Around 11:00 on March 17, Yuriy Nechyporenko and his father, Ruslan, were riding bicycles to the Bucha administration building where aid was being delivered.
Electricity, gas and water were cut off and essential goods were in short supply in the city, one of the first to be occupied by Russian forces as they advanced towards the Ukrainian capital Kiev.
Yuriy and her father were waiting to collect medicine and food. Yuriy said a Russian soldier arrested him and his father on Tarasivska Street. They immediately raised their hands.
Speaking on the BBC on the phone with his mother, Alla, the 14-year-old gave his version of what happened next. “We told them we didn’t carry weapons and that we didn’t pose any danger,” he said.
“Then my father turned his head towards me, and that’s when they shot him … They shot him twice in the chest, right where his heart is. Then he fell.”
Tragedy in Bucha

The teenager told the BBC that the soldier also shot him in the left hand and arm.
“I was lying on my stomach, I couldn’t see anything that was going on around me,” said Yuriy.
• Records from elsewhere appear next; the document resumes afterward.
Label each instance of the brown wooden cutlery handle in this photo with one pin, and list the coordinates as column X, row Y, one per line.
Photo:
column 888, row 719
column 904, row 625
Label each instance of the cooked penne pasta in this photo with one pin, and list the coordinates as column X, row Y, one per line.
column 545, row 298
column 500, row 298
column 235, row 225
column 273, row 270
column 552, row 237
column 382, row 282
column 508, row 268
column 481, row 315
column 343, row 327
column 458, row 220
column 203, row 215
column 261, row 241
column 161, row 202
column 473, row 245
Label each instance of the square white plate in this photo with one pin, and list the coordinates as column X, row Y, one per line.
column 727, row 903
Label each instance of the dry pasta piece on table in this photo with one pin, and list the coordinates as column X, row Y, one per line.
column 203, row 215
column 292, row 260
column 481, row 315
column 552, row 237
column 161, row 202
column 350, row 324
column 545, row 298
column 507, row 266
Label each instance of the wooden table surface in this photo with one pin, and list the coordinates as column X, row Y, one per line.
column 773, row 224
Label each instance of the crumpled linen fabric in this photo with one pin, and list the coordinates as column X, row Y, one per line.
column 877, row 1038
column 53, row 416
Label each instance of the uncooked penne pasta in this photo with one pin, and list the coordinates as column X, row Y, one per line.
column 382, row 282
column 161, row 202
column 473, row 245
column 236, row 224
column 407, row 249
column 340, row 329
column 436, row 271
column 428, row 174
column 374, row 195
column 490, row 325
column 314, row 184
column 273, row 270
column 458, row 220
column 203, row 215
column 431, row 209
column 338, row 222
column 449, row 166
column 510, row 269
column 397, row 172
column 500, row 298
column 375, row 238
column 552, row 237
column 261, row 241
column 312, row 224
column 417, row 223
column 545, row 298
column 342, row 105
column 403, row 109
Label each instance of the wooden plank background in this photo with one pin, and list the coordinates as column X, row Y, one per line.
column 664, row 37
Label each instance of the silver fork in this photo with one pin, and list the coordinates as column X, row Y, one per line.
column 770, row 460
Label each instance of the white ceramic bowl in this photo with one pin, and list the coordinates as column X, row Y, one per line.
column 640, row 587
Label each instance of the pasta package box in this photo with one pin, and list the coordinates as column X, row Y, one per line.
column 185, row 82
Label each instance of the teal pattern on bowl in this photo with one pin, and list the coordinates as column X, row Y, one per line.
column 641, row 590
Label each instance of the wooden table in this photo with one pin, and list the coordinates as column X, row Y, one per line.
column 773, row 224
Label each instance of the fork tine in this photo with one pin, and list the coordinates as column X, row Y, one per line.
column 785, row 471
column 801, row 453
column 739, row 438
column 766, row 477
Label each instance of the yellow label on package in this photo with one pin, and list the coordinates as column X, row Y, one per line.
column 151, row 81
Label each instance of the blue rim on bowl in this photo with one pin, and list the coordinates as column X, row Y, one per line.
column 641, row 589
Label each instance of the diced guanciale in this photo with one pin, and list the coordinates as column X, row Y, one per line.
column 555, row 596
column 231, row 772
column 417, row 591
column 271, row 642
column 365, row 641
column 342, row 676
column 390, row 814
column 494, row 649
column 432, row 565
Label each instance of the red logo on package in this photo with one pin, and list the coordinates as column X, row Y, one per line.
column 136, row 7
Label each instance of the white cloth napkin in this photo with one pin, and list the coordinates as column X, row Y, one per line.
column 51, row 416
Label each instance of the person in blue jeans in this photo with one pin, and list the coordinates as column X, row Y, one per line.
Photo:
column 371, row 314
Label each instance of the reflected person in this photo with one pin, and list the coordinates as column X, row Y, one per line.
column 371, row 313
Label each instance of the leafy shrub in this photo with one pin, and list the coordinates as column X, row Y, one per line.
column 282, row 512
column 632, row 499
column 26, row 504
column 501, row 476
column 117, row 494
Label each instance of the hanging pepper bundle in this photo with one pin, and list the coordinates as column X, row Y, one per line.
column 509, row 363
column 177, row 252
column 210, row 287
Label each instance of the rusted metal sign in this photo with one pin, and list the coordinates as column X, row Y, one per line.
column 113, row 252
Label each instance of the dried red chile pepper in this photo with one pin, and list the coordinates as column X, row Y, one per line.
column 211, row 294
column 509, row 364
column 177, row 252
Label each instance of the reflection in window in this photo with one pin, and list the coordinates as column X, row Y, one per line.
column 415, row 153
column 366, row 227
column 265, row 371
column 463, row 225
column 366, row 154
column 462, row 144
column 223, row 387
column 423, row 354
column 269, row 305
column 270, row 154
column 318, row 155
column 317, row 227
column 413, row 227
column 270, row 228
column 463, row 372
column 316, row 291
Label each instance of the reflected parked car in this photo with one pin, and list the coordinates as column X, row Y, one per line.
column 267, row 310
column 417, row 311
The soldier fired again, aiming for his head. “[Pero] the bullet went through the hood. “
Yuriy said the soldier fired again, this time in the head of his father. But Ruslan was already dead. “I had a little panic attack, lying there with my injured arm under me. I saw my hand was bleeding,” he said.
This death is one of many, perhaps hundreds, discovered in Bucha after Russian troops recently withdrew from the Kyiv suburb. The mayor, Anatoliy Fedoruk, said on Monday that at least 300 civilians had been killed. There is no official count yet.
Many of the bodies were seen along a stretch of Yablonska Street, just one mile (2 km) from the street where Ruslan was killed.
A similar tragedy is that of Volodymyr Abramov, who was desperately trying to put out the fire in his home in Bucha.
‘Oleg can no longer help you’

Russian troops broke down the front doors of Volodymyr’s house, opened fire on the house and dragged the 72-year-old man, his daughter Iryna, 48, and her husband, Oleg, 40, into the yard.
The soldiers pulled Oleg over the gate on the sidewalk, Volodymyr said, and threw a grenade through the front door of the house that exploded with a deafening bang and set the house on fire.
Volodymyr grabbed a small fire extinguisher and tried in vain to put out the flames. “Where is Oleg? Oleg will help!”, He shouted at his daughter.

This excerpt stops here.